AÇIK HAVA YATAKHANELERİ
Evlerine girmekten korkan insanlar böyle yatakhanelerde gecelemeyi tercih etmişler.
EKMEK KUYRUĞU
Depremden sonra Adapazarı elektriksiz, susuz ve ekmeksiz kalmıştı.Ancak civar illerden yetişen yardımlarla halk ekmek bulabildi.
SOKAKLARDA KALANLAR
Çocuk, yaşlı ve genç evlerine girmeye korkuyorlardı. Birkaç saat önce gözlerinin önünde cereyean eden olayları unutamıyorlar dışarıda oturuyorlardı.

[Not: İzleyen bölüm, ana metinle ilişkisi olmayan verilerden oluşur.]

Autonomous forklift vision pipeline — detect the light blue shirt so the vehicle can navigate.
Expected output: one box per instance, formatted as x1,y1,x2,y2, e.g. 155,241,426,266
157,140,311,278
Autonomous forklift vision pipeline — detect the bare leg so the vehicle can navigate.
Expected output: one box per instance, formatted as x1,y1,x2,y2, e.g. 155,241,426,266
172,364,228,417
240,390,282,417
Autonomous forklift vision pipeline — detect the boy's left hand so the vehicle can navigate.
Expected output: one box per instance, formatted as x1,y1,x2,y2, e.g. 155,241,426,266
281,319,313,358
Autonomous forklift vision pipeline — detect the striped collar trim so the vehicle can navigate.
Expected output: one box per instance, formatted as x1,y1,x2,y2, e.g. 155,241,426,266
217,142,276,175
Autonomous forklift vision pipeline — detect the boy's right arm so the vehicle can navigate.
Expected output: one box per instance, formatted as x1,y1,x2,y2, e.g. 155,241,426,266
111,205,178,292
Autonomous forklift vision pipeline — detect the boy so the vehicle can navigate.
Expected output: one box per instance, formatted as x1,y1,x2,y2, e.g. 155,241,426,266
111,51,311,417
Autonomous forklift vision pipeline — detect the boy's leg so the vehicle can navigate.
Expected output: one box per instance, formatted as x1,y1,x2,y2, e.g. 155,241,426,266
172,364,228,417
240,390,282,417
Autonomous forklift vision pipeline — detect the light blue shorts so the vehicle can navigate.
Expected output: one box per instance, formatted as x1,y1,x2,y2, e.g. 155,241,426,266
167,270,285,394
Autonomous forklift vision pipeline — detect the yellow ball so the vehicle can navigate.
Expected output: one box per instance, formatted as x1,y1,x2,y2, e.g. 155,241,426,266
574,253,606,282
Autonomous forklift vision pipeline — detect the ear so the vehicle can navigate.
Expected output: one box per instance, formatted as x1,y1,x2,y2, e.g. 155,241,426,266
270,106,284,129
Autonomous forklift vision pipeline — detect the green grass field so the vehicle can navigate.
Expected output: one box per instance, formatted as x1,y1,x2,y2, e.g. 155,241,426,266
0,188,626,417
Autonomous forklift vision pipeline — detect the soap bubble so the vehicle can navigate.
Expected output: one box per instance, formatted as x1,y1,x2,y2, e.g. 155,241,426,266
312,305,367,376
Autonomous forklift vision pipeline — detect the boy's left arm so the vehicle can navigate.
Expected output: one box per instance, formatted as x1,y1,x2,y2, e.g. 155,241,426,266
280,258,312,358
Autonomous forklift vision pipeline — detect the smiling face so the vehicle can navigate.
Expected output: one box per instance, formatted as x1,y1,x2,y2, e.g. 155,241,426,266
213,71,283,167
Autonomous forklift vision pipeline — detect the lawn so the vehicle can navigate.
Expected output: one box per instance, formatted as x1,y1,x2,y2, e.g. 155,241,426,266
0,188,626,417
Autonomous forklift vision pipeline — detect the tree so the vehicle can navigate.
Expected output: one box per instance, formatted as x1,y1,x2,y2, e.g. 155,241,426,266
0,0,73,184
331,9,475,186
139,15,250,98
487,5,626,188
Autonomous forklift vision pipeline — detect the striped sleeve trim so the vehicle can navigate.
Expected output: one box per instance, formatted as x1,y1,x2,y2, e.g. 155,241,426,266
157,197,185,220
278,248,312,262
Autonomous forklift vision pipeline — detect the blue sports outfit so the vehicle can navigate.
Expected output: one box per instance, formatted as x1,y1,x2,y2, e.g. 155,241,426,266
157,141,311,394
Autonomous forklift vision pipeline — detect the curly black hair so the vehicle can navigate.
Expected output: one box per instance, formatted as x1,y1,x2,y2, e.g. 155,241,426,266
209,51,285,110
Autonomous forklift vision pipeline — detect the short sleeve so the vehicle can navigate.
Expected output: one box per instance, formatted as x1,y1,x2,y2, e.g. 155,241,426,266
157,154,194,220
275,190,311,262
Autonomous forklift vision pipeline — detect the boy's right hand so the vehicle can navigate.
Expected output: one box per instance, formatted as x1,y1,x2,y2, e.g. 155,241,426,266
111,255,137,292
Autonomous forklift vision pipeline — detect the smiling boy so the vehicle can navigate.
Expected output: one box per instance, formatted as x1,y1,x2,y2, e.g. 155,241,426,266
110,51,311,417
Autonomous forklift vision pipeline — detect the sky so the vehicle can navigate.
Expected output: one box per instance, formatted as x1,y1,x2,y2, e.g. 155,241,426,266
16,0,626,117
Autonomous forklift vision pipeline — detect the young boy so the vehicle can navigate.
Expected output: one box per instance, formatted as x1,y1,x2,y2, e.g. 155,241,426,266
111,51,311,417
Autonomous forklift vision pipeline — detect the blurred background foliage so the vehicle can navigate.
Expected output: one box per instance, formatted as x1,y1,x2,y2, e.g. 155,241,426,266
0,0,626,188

Mudurnu Vadisi'nde Ms=6.8 büyüklüğünde yıkıcı bir deprem olmuştur. Deprem, 26 Mayıs 1957 Abant depremi dış-merkezinin hemen yakınında meydana gelmiştir. Depremde, çok sayıda ahşap ev tamamen yıkılmıştır. Depremde, 1957 deprem kırığının 20 km’lik batı kısmını tekrar yırtmış ve 80 km’lik bir yüzey faylanması meydana getirmiştir. Kırık, sağ yönlü doğrultu atımlı karakterde gelişmiştir. Kırığın, kuzey tarafı aşağıya düşmüştür. Kırık boyunca en büyük 260 cm sağ yönlü yatay atım ölçülmüştür. Kırığın batı ucunda Arifiye civarında, ana şok sırasında hasar görmüş binlerce ev, izleyen günlerde meydana gelen artçı deprmler sonucu tamamen yıkılmıştır. Ana şok Yunanistan’ın doğusu ve Bulgaristan‘ın güney doğusuna kadar geniş bir bölgede hissedilmiştir. Deprem, yüzey faylanmasından 25 km uzaklığa kadar olan bölgedeki akarsu çökellerinde büyük ölçekte sıvılaşmalara neden olmuştur. Deprem dış-merkezinde en büyük şiddet MSK=X olarak belirlenmiştir (Ambraseys vd. 1968, Taşdemiroğlu 1968a,b, Ketin 1969, Ambraseys ve Zatopek 1969, Ambraseys 190, 1975, Canıtez 1972, Shebalin ve Karnik 1974, Erdik ve Eren 1983, Ambraseys 1988).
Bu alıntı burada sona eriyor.